LE: Polacy nie odegrali kluczowej roli
W pierwszych czwartkowych spotkaniach Ligi Europy polscy zawodnicy nie odegrali znaczącej roli w barwach swoich drużyn.
Dinamo Kijów zmierzyło się na wyjeździe z BSC Young Boys. W pierwszym składzie gości wybiegł Tomasz Kędziora, ale bardzo szybko został zmieniony przez swojego szkoleniowca. Po przerwie Polaka już nie zobaczyliśmy w barwach ukraińskiej drużyny.
TSG 1899 Hoffenheim zmierzyło się z kolei na wyjeździe z Istanbul Basaksehir. W barwach gości nie zobaczyliśmy nawet przez minutę Eugena Polanskiego, który cały mecz przesiedział na ławce rezerwowych.

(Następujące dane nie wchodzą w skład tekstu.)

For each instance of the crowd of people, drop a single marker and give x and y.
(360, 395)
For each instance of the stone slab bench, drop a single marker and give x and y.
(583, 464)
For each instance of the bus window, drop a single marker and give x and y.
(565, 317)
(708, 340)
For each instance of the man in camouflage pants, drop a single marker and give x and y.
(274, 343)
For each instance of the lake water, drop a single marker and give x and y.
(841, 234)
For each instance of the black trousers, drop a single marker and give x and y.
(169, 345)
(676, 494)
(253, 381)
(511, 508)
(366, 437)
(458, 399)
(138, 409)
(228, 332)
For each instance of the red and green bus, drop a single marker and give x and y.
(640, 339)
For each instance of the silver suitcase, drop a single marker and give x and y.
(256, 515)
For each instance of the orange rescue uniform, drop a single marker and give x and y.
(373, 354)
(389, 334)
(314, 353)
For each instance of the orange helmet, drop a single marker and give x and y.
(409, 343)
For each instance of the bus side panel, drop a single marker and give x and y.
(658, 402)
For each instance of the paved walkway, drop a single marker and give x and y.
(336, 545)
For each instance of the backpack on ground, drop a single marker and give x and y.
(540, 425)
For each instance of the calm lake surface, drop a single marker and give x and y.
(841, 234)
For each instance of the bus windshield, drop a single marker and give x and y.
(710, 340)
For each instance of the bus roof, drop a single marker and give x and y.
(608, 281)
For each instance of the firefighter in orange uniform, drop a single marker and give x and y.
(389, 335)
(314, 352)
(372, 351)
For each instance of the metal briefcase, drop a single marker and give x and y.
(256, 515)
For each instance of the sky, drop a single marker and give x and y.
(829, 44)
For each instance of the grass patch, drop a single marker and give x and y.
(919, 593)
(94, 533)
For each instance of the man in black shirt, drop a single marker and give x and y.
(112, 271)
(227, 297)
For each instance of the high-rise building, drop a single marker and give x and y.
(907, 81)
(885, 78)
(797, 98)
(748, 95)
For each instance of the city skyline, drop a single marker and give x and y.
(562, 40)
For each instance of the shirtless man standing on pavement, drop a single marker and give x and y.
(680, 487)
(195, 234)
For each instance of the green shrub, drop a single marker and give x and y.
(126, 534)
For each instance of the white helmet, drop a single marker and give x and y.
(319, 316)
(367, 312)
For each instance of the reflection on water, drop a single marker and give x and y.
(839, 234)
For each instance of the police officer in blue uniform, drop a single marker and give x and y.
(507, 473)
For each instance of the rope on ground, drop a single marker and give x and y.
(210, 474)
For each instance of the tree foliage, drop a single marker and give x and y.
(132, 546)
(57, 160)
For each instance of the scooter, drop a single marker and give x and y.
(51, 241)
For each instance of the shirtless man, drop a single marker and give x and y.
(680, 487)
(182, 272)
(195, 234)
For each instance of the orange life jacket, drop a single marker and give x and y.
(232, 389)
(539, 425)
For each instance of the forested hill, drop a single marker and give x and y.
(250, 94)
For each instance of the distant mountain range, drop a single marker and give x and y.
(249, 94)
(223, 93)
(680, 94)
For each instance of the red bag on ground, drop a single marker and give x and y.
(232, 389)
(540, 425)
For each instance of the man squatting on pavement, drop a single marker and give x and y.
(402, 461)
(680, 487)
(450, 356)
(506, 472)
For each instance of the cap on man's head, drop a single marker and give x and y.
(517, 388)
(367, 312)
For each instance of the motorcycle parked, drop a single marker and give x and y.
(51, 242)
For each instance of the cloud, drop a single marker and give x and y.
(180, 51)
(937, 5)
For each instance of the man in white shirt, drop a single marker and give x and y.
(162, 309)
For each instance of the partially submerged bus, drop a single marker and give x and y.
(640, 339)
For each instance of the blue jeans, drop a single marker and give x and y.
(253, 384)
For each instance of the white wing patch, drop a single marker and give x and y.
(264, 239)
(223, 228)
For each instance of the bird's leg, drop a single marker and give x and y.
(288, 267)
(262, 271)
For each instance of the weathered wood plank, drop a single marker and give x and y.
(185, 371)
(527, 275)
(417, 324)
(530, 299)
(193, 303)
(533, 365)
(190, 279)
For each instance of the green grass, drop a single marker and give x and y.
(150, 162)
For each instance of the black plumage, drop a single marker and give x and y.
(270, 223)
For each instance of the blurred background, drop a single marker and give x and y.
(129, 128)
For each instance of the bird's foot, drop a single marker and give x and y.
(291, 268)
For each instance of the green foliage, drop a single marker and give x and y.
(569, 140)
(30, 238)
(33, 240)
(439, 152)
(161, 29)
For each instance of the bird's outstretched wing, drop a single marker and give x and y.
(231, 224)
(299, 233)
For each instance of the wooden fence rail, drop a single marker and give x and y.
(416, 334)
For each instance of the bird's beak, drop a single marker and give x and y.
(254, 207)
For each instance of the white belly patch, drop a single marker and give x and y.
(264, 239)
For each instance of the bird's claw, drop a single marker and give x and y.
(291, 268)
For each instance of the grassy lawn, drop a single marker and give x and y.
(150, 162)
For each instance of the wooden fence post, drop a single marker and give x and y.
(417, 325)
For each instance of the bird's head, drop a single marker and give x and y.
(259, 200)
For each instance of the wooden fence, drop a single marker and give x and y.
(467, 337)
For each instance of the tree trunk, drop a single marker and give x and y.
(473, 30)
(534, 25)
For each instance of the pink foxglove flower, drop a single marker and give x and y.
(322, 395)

PFC Ludogorets Razgrad podejmował Sporting Braga. W barwach gospodarzy od pierwszych minut oglądaliśmy Jacka Góralskiego. Zespół Polaka zremisował 1:1 z Portugalczykami.
Lokomotiw Moskwa nieoczekiwanie przegrał u siebie z FC Sheriff. Nawet na sekundę na murawie nie oglądaliśmy niestety Macieja Rybusa.